Его гимнастерка и галифе всегда были безупречно выглажены, а яловые сапоги сияли в любую погоду. Когда только он успевал наводить на них глянец, никто не понимал. Случалось, что Джосов сутками не выходил из штаба, потом мчался куда-то на джипе, по снегу или под дождем, но возвращался неизменно свежий, с улыбкой на губах и неизменным блеском расчищенных сапог.

Джосов прекрасно знал английский, на фронт его забрали прямо из МГУ, и он всегда вкручивал в свою речь разные английские словечки. За глаза девушки называли его Джеймсом, но Джосову, похоже, такая кличка скорее импонировала, чем сердила.

С некоторых пор Джеймс начал выказывать Полине знаки внимания. Подолгу, заглядывая в глаза, разговаривал на разные служебные темы, перебирая неважные и ненужные мелочи, отпускал домой при первом удобном случае. Полина жила вместе с двумя девушками на квартире неподалеку от штаба и, забравшись на свою койку в пустой комнате, размышляла о жизни, о майоре и неизвестно где находящемся юном лейтенанте.

– Ой, Полинка, – шутили шифровальщицы, – что будет, что будет! Пропадешь ни за ломаный грош.

– Не пропадет, – уверяли предыдущие жертвы Джеймса. – Это не называется пропасть. Упасть, – тут они томно вздыхали, – упасть, несомненно, упадет. Но падать с Джеймсом одно удовольствие. Он такой… такой… галантный, – наконец выговаривала одна, не зная как иначе описать мужские достоинства майора.
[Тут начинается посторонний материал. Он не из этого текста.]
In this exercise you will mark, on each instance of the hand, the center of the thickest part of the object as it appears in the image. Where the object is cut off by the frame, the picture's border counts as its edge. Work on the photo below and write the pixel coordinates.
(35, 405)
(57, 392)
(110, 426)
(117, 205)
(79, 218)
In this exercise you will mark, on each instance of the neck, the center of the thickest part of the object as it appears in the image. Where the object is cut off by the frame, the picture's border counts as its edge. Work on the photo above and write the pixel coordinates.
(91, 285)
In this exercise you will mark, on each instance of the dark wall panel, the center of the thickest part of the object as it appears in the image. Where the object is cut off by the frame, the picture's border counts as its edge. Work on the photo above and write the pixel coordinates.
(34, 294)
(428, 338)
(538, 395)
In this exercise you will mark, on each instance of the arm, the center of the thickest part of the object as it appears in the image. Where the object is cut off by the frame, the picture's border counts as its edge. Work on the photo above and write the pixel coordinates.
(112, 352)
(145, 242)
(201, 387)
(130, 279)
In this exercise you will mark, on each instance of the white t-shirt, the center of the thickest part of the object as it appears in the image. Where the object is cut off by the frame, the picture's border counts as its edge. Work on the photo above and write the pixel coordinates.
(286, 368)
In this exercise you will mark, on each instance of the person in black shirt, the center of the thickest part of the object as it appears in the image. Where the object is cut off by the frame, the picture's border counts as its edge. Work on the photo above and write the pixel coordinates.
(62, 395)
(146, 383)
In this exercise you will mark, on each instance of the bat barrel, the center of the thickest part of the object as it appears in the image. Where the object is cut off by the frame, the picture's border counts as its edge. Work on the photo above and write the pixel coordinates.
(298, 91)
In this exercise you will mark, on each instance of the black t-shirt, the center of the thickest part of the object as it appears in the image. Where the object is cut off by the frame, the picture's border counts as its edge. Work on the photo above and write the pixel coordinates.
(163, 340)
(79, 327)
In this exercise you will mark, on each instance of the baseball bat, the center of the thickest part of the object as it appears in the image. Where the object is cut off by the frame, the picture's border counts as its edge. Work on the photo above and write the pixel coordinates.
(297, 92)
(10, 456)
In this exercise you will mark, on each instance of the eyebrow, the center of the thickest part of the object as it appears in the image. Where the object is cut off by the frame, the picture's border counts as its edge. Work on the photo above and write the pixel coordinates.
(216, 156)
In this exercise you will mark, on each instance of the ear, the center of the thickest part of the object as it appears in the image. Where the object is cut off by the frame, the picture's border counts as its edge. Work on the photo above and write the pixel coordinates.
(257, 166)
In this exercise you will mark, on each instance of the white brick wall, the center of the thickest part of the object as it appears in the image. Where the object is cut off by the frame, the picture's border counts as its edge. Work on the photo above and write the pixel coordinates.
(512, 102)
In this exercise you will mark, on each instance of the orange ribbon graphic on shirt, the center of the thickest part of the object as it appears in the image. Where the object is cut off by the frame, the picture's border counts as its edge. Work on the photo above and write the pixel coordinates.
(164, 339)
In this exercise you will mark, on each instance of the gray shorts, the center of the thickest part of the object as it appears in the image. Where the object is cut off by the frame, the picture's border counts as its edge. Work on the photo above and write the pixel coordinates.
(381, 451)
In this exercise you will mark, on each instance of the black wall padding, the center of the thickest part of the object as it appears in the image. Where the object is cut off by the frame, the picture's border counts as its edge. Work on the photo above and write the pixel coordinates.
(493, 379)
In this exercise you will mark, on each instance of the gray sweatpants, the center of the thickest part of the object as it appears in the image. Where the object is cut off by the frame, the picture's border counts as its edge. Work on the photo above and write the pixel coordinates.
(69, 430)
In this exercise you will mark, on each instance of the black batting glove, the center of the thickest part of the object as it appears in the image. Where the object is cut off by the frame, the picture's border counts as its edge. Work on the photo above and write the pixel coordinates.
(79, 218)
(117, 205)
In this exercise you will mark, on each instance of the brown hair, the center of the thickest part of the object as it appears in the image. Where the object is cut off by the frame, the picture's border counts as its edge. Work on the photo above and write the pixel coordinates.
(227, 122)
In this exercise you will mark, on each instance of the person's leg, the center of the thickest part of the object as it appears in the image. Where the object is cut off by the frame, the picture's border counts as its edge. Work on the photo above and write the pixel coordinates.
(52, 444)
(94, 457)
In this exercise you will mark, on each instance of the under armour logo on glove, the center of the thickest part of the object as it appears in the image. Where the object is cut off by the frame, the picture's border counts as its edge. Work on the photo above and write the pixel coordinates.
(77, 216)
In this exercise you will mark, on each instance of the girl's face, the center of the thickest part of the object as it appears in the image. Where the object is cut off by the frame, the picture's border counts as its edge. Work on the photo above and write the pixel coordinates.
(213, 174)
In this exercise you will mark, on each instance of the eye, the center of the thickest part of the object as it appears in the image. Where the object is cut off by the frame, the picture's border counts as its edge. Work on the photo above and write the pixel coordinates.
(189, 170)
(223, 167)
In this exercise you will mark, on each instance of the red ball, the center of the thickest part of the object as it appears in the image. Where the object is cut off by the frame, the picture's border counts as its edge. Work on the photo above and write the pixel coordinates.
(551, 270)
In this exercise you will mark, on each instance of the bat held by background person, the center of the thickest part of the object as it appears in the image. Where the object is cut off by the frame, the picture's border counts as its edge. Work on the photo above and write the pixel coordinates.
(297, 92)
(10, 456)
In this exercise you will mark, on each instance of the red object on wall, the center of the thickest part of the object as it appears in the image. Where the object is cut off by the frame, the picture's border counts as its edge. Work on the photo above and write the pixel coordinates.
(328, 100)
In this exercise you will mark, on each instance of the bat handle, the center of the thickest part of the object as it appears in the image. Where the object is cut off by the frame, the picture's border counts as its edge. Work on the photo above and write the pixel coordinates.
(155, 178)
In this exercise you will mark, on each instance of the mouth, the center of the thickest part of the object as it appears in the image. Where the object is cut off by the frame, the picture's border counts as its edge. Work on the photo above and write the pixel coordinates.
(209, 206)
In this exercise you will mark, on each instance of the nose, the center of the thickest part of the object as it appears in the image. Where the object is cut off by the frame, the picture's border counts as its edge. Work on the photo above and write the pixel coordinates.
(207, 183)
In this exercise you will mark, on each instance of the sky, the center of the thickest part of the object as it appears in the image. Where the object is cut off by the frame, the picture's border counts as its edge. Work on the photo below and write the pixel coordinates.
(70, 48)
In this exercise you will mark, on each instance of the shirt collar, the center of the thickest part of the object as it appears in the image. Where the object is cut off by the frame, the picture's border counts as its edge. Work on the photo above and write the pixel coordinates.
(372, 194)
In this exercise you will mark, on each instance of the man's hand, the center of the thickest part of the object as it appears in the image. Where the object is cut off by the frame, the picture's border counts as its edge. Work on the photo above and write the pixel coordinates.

– И неутомимый, – присовокупляла другая.

– И нежный, – добавляла третья.

Девушки относились к Джосову, словно наложницы к хозяину гарема, и этот статус, полученный не силой денег, а волшебством обаяния, майор поддерживал с величайшей искусством и деликатностью. Любой другой на его месте давно бы нарвался на скандал или сцену ревности, но Джеймс каким-то чудом умел не только мирно сосуществовать с бывшими пассиями, но и на их глазах заводить новых любовниц. Одним словом, этот человек обладал незаурядными дипломатическими способностями.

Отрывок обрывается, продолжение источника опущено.